When we see data visualized in a graph such as a histogram, we tend to draw some conclusions from it. When data is spread out, or concentrated, or observed to change with other data, we often take that to mean relationships between data sets. Statisticians, though, have to be more rigorous in the way they establish their notions of the nature of a data set, or its relationship with other data sets. Statisticians of any merit depend on test statistics, in addition to visualization, to test any theories or hunches they may have about the data. Usually, normality tests fit into this toolbox.

Histogram: Can this graph alone tell you whether your data is normally distributed?

Histogram: Can this graph alone tell you whether your data is normally distributed?

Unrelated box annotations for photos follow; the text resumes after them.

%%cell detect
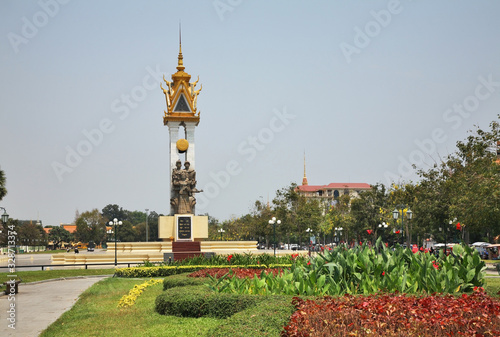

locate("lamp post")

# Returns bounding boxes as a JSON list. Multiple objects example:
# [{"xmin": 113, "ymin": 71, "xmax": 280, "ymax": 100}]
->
[
  {"xmin": 109, "ymin": 218, "xmax": 123, "ymax": 267},
  {"xmin": 306, "ymin": 228, "xmax": 312, "ymax": 256},
  {"xmin": 0, "ymin": 207, "xmax": 9, "ymax": 224},
  {"xmin": 269, "ymin": 216, "xmax": 281, "ymax": 257},
  {"xmin": 446, "ymin": 218, "xmax": 457, "ymax": 256},
  {"xmin": 217, "ymin": 228, "xmax": 226, "ymax": 241},
  {"xmin": 0, "ymin": 207, "xmax": 9, "ymax": 245},
  {"xmin": 378, "ymin": 222, "xmax": 389, "ymax": 242},
  {"xmin": 146, "ymin": 208, "xmax": 149, "ymax": 242},
  {"xmin": 335, "ymin": 227, "xmax": 344, "ymax": 246},
  {"xmin": 392, "ymin": 205, "xmax": 413, "ymax": 247}
]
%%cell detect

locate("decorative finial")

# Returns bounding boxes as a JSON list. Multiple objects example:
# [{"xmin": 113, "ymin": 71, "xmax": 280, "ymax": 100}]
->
[{"xmin": 177, "ymin": 20, "xmax": 185, "ymax": 71}]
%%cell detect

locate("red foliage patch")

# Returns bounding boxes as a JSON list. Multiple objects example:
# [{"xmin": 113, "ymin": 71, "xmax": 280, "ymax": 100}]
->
[
  {"xmin": 281, "ymin": 288, "xmax": 500, "ymax": 337},
  {"xmin": 188, "ymin": 268, "xmax": 283, "ymax": 278}
]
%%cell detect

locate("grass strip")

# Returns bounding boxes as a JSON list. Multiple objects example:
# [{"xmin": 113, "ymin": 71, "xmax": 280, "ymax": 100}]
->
[
  {"xmin": 40, "ymin": 278, "xmax": 221, "ymax": 337},
  {"xmin": 0, "ymin": 269, "xmax": 115, "ymax": 291}
]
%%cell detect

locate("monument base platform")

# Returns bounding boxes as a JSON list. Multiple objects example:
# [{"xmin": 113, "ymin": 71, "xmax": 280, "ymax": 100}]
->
[{"xmin": 52, "ymin": 241, "xmax": 258, "ymax": 265}]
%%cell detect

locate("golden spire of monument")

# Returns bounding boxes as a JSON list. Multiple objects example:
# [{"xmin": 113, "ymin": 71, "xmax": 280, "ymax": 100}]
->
[
  {"xmin": 177, "ymin": 22, "xmax": 186, "ymax": 71},
  {"xmin": 164, "ymin": 22, "xmax": 202, "ymax": 125},
  {"xmin": 302, "ymin": 150, "xmax": 308, "ymax": 185}
]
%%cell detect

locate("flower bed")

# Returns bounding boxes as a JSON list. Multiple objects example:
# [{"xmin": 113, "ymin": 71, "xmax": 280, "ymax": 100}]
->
[
  {"xmin": 188, "ymin": 268, "xmax": 283, "ymax": 279},
  {"xmin": 281, "ymin": 287, "xmax": 500, "ymax": 337},
  {"xmin": 118, "ymin": 279, "xmax": 163, "ymax": 307}
]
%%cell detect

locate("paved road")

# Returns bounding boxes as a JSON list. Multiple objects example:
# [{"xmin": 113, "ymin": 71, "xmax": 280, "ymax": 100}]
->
[{"xmin": 0, "ymin": 276, "xmax": 106, "ymax": 337}]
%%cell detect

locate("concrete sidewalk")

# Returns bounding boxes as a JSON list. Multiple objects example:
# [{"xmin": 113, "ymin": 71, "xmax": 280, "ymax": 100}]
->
[{"xmin": 0, "ymin": 275, "xmax": 109, "ymax": 337}]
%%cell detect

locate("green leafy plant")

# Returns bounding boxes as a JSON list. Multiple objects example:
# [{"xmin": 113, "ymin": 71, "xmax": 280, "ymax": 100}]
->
[{"xmin": 207, "ymin": 239, "xmax": 485, "ymax": 296}]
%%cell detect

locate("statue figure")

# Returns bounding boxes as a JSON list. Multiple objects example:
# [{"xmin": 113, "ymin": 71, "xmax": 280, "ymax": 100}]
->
[{"xmin": 170, "ymin": 160, "xmax": 203, "ymax": 214}]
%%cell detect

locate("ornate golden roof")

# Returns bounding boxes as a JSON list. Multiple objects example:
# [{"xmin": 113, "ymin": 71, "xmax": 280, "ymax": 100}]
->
[{"xmin": 164, "ymin": 41, "xmax": 202, "ymax": 125}]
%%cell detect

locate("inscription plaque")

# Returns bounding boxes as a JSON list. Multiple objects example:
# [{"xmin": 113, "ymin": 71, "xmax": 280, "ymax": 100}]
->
[{"xmin": 177, "ymin": 216, "xmax": 192, "ymax": 240}]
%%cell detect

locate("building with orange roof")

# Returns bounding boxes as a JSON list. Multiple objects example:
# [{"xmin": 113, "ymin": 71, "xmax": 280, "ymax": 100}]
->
[{"xmin": 296, "ymin": 155, "xmax": 371, "ymax": 205}]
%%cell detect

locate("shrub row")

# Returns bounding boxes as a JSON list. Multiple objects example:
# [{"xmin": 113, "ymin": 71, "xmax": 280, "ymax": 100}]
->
[
  {"xmin": 155, "ymin": 273, "xmax": 295, "ymax": 337},
  {"xmin": 139, "ymin": 253, "xmax": 300, "ymax": 267},
  {"xmin": 114, "ymin": 264, "xmax": 291, "ymax": 277},
  {"xmin": 155, "ymin": 286, "xmax": 257, "ymax": 318}
]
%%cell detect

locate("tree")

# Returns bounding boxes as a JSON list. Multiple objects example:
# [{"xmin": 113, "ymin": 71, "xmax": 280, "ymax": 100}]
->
[
  {"xmin": 114, "ymin": 220, "xmax": 137, "ymax": 242},
  {"xmin": 321, "ymin": 194, "xmax": 354, "ymax": 242},
  {"xmin": 16, "ymin": 219, "xmax": 47, "ymax": 246},
  {"xmin": 351, "ymin": 184, "xmax": 388, "ymax": 240},
  {"xmin": 0, "ymin": 170, "xmax": 7, "ymax": 200},
  {"xmin": 415, "ymin": 115, "xmax": 500, "ymax": 242},
  {"xmin": 49, "ymin": 226, "xmax": 74, "ymax": 248},
  {"xmin": 75, "ymin": 208, "xmax": 106, "ymax": 244},
  {"xmin": 102, "ymin": 204, "xmax": 127, "ymax": 221}
]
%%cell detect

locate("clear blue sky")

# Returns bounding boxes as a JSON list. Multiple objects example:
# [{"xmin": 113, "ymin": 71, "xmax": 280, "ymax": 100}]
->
[{"xmin": 0, "ymin": 0, "xmax": 500, "ymax": 225}]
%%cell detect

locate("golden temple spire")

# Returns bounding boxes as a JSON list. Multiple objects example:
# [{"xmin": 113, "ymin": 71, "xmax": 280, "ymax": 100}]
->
[
  {"xmin": 302, "ymin": 150, "xmax": 308, "ymax": 185},
  {"xmin": 177, "ymin": 21, "xmax": 185, "ymax": 71}
]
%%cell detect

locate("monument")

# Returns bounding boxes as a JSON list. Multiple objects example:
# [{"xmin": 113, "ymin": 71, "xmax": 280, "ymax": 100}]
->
[
  {"xmin": 158, "ymin": 35, "xmax": 208, "ymax": 258},
  {"xmin": 52, "ymin": 34, "xmax": 257, "ymax": 265}
]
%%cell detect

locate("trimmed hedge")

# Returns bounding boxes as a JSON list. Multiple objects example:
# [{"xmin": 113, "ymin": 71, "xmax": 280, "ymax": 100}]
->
[
  {"xmin": 155, "ymin": 286, "xmax": 258, "ymax": 318},
  {"xmin": 163, "ymin": 273, "xmax": 207, "ymax": 290},
  {"xmin": 207, "ymin": 295, "xmax": 295, "ymax": 337}
]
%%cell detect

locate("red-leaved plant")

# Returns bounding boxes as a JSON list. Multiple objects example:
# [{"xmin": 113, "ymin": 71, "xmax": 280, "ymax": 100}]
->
[{"xmin": 281, "ymin": 287, "xmax": 500, "ymax": 337}]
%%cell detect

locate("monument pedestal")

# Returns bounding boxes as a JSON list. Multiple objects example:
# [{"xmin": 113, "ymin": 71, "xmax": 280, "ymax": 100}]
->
[{"xmin": 158, "ymin": 214, "xmax": 208, "ymax": 242}]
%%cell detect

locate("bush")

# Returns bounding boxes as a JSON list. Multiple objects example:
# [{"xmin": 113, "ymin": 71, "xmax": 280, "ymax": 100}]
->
[
  {"xmin": 207, "ymin": 296, "xmax": 295, "ymax": 337},
  {"xmin": 163, "ymin": 274, "xmax": 207, "ymax": 290},
  {"xmin": 155, "ymin": 286, "xmax": 257, "ymax": 318}
]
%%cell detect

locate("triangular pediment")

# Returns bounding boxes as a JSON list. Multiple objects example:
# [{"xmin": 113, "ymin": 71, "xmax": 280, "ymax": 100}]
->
[{"xmin": 174, "ymin": 94, "xmax": 191, "ymax": 112}]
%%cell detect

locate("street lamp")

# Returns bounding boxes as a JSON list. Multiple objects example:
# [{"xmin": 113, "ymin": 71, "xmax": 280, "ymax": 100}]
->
[
  {"xmin": 335, "ymin": 227, "xmax": 344, "ymax": 246},
  {"xmin": 446, "ymin": 218, "xmax": 457, "ymax": 256},
  {"xmin": 146, "ymin": 208, "xmax": 149, "ymax": 242},
  {"xmin": 378, "ymin": 222, "xmax": 389, "ymax": 241},
  {"xmin": 269, "ymin": 216, "xmax": 281, "ymax": 257},
  {"xmin": 109, "ymin": 218, "xmax": 123, "ymax": 267},
  {"xmin": 0, "ymin": 207, "xmax": 9, "ymax": 224},
  {"xmin": 392, "ymin": 205, "xmax": 413, "ymax": 247},
  {"xmin": 306, "ymin": 228, "xmax": 312, "ymax": 256},
  {"xmin": 217, "ymin": 228, "xmax": 226, "ymax": 241}
]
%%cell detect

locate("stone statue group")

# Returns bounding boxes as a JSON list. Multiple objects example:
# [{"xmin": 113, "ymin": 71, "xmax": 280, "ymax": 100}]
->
[{"xmin": 170, "ymin": 160, "xmax": 203, "ymax": 214}]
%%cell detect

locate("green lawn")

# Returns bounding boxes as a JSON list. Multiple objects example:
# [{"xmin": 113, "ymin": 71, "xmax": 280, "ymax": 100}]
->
[
  {"xmin": 0, "ymin": 269, "xmax": 115, "ymax": 291},
  {"xmin": 25, "ymin": 270, "xmax": 500, "ymax": 337},
  {"xmin": 40, "ymin": 278, "xmax": 221, "ymax": 337}
]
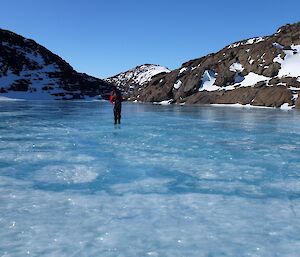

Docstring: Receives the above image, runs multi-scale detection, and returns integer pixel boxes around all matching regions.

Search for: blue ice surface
[0,101,300,257]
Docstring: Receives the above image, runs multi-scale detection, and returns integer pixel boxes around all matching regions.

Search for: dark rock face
[125,23,300,108]
[0,29,114,99]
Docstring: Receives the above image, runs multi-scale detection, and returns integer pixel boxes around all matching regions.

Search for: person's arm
[109,95,114,104]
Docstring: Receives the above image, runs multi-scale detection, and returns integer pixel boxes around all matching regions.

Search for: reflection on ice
[0,101,300,257]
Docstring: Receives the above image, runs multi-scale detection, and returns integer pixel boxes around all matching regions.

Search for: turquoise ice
[0,101,300,257]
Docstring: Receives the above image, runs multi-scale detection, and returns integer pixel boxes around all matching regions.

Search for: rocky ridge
[0,29,113,100]
[106,64,170,96]
[125,23,300,108]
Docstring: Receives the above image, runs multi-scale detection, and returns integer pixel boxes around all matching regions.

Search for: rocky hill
[129,23,300,108]
[106,64,170,95]
[0,29,112,100]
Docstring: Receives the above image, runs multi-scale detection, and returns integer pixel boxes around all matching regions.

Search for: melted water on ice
[0,101,300,257]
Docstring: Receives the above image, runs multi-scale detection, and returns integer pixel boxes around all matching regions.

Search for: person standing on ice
[109,89,123,124]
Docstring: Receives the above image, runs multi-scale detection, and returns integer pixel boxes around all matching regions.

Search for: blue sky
[0,0,300,78]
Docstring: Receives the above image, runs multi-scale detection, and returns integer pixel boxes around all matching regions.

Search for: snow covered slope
[106,64,170,96]
[130,23,300,108]
[0,29,112,100]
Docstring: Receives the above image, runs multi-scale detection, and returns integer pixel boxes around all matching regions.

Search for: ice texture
[0,101,300,257]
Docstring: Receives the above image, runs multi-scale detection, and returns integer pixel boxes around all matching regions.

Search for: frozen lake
[0,101,300,257]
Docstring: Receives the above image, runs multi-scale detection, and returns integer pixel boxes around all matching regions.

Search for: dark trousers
[114,105,122,124]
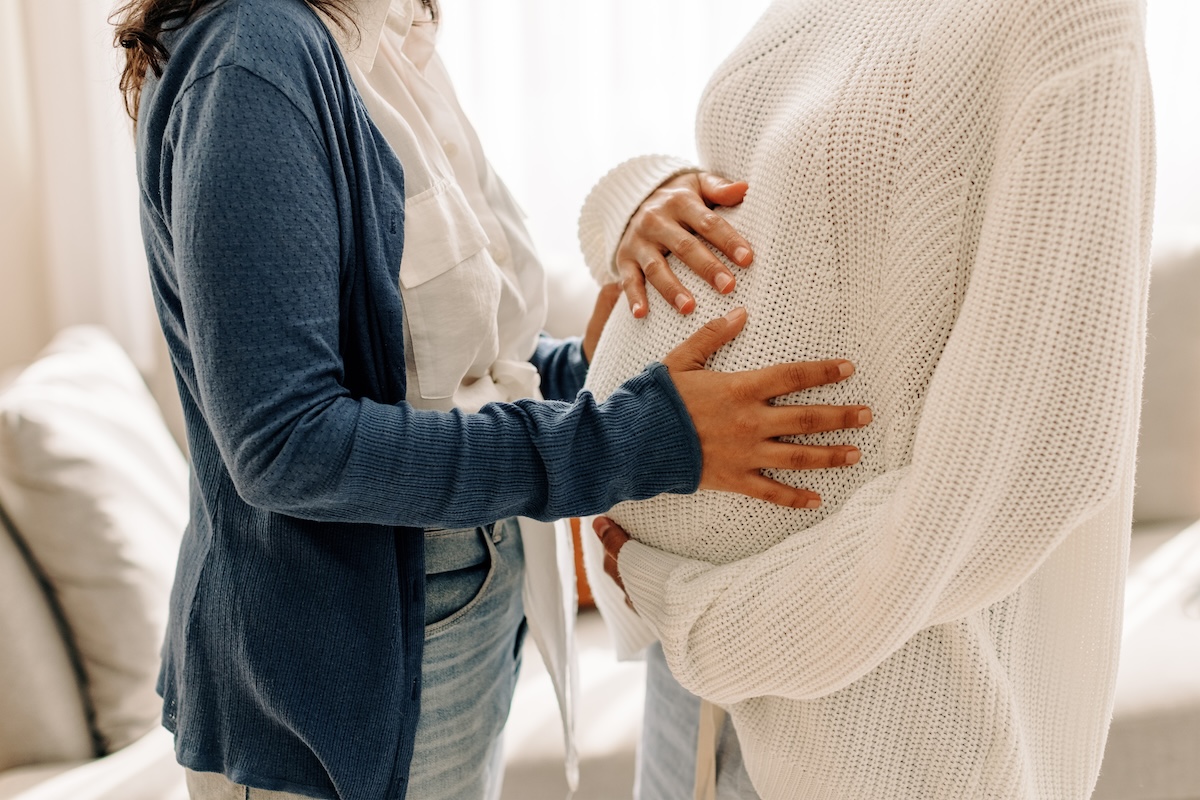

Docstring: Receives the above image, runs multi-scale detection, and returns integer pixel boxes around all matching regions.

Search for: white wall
[0,0,50,372]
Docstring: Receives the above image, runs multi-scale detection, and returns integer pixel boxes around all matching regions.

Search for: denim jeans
[408,519,526,800]
[187,519,526,800]
[634,643,758,800]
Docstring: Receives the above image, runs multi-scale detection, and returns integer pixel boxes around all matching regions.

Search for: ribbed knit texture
[583,0,1153,800]
[138,0,700,800]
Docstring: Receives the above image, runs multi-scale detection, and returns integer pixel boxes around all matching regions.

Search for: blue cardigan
[137,0,701,800]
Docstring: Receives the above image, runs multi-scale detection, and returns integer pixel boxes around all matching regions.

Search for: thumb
[662,307,746,372]
[700,173,750,205]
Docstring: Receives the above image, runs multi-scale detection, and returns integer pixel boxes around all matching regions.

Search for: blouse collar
[330,0,415,72]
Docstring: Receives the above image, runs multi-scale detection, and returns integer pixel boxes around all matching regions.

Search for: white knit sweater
[580,0,1153,800]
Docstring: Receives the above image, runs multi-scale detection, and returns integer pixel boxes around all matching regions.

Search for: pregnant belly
[587,259,864,564]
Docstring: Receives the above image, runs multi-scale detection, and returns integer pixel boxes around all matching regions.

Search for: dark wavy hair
[112,0,438,124]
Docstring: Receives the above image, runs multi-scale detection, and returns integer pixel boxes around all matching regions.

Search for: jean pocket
[425,530,497,633]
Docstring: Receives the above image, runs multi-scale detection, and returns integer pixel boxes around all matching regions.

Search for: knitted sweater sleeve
[163,66,700,527]
[619,50,1153,703]
[580,156,700,285]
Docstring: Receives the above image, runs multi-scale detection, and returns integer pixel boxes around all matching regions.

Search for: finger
[746,359,854,398]
[583,283,620,363]
[700,173,750,205]
[733,474,821,509]
[662,307,746,372]
[617,258,650,319]
[637,247,696,314]
[667,225,736,294]
[762,405,874,437]
[755,441,863,470]
[684,178,754,268]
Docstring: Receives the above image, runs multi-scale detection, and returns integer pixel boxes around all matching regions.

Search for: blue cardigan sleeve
[529,333,588,401]
[160,66,701,527]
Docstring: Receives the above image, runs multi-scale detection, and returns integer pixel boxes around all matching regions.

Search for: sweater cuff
[580,517,659,661]
[617,540,691,636]
[580,156,700,285]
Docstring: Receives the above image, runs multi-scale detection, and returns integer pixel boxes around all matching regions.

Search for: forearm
[226,366,700,527]
[529,333,588,402]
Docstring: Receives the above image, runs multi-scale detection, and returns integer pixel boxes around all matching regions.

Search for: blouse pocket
[400,182,502,399]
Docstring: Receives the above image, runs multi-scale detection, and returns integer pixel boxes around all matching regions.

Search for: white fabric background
[0,0,1200,367]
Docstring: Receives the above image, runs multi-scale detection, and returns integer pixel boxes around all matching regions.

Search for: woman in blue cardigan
[118,0,873,800]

Normality tests help us understand the chance that any data we have with us may have come from a normal or Gaussian distribution. At the outset, that seems simple enough. However, when you look closer at a Gaussian distribution, you can observe how it has certain specific properties. For instance, there are two main parameters – a location parameter, the mean, and the scale parameter, the standard deviation. Different combinations of this can mean different shapes of distributions. You can therefore have thin and tall normal distributions, or have fat and wide normal distributions.

When you’re checking a data set for normality, it helps to visualize the data too.

Normal Q-Q Plots

#Generating 10k points of data and arranging them into 100 columns
x<-rnorm(10000,10,1)
dim(x)<-c(100,100)

#Generating a simple normal quantile-quantile plot for the first column
#Generating a line for the qqplot
qqnorm(x[,1])
qqline (x[,1], col=2)

The code above generates data from a normal distribution (command “rnorm”), reshapes it into a series of columns, and runs what is called a normal quantile-quantile plot (QQ Plot, for short) on the first column.

Q-Q Plot (Normal)

Q-Q Plot (Normal)

The Q-Q plot tells us what proportion of the data set (in this case, the first column of variable x), compares with the expected proportion (theoretically) of the normal distribution model based on the sample’s mean and standard deviation. We’re able to do this, because of the normal distribution’s properties. The normal distribution is thicker around the mean, and thinner as you move away from it – specifically, around 68% of the points you can expect to see in normally distributed data will only be 1 standard deviation away from the mean. There are similar metrics for normally distributed data, for 2 and 3 standard deviations (95.4% and 99.7% respectively).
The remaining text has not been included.